Sono scesi dall’Altopiano di Asiago, oramai da un lustro, per riunire gli affetti familiari, e hanno trovato sui Colli Berici la loro nuova casa. Con soddisfazione e successo. Pippo, la moglie Francesca e la cognata Cioci (Maddalena) potrebbero aver già spento da tempo i fornelli, se si pensa che correva l’anno 1966 quando cominciarono il loro lavoro di ristoratori. Allora erano ancora dei ragazzi. Sull’Altopiano hanno scritto pagine gloriose, iniziando la loro affascinante storia gastronomica dalla familiare “Mirella” e poi passando all’indimenticata “Lepre bianca”. Sino all’ultimo locale: il mitico Appaloosa. Hanno sicuramente fatto fatica, ma è stato un sacrificio ripagato dai molti elogi ricevuti.

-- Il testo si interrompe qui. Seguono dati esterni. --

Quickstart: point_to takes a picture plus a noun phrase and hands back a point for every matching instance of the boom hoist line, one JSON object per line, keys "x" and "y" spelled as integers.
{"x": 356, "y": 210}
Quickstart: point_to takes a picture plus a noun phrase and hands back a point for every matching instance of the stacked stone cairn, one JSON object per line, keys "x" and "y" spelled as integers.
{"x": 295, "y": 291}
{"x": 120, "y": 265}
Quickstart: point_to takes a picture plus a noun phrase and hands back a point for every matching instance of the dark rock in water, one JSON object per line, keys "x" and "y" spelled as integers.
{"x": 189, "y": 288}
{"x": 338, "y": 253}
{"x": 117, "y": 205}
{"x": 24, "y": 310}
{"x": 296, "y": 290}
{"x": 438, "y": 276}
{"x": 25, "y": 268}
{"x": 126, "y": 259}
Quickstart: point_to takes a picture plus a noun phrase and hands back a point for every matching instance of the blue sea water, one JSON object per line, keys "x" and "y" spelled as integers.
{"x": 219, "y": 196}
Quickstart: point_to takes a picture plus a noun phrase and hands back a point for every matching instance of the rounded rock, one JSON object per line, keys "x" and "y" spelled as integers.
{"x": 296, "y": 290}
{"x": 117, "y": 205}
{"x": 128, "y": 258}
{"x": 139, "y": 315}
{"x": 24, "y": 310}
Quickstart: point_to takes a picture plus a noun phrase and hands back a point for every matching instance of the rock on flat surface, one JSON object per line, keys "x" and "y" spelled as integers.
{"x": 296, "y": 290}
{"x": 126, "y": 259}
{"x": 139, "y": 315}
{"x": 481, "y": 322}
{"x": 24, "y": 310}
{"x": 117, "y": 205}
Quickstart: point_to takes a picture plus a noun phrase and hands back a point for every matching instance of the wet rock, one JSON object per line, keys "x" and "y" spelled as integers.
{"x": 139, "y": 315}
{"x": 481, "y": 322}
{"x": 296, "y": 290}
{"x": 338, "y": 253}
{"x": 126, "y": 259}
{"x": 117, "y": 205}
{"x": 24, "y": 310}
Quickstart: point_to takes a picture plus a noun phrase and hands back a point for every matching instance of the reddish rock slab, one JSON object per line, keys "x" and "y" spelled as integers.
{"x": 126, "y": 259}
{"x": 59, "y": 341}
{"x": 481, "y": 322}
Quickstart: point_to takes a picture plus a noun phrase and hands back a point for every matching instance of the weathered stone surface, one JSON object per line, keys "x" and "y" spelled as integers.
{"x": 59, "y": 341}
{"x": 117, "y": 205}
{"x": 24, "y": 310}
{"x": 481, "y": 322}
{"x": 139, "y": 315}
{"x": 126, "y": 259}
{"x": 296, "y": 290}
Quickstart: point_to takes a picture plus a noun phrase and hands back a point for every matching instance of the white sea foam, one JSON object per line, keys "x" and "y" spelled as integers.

Il ristorante sui Colli Berici

Fu proprio riferendosi a loro che Edoardo Raspelli coniò il termine “la cucina degli eroi”. Raspelli li ha presi come esempio per indicare i bastioni avanzati della gastronomia di livello, in attesa dei clienti come il tenente Drogo attendeva i Tartari nel suo forte nel deserto. Ma anche sulle dolci colline beriche i tre continuano a lavorare con la grinta e la resistenza di sempre. Il nome, “Olio & Burro” non è una scelta casuale. Anzi! La scritta sull’insegna racchiude i prodotti che più contraddistinguono la loro storia: l’olio delle colline e il burro dell’Altopiano.

La creatività nel piatto 

Cinquant’anni e passa di esperienza garantiscono qualità e fantasia dei piatti. A cominciare dalla “nostra Simmenthal”, con cui si intende carne con gelatina e cren. La loro cucina si muove nel solco della tradizione con sicurezza e vivacità. Il menù è uno scrigno di meraviglie: dal tonno di coniglio speziato al baccalà alla vicentina; dagli spaghetti della casa, con (poco) peperoncino e ricotta fino alla conclusione con i dolci di Cioci, che governa anche la sala. Francesca riesce sempre a stupire per la cura dei piatti. Alla cantina provvede Pippo, da sempre. Circa 40 euro.

Dalla strada della Riviera Berica (Vicenza-Noventa) seguire le indicazioni per Arcugnano. Arrivati alla frazione di Torri girare a sinistra verso Pianezze. 200 m prima della chiesa lo troverete alla vostra sinistra. 15 minuti dal centro di Vicenza.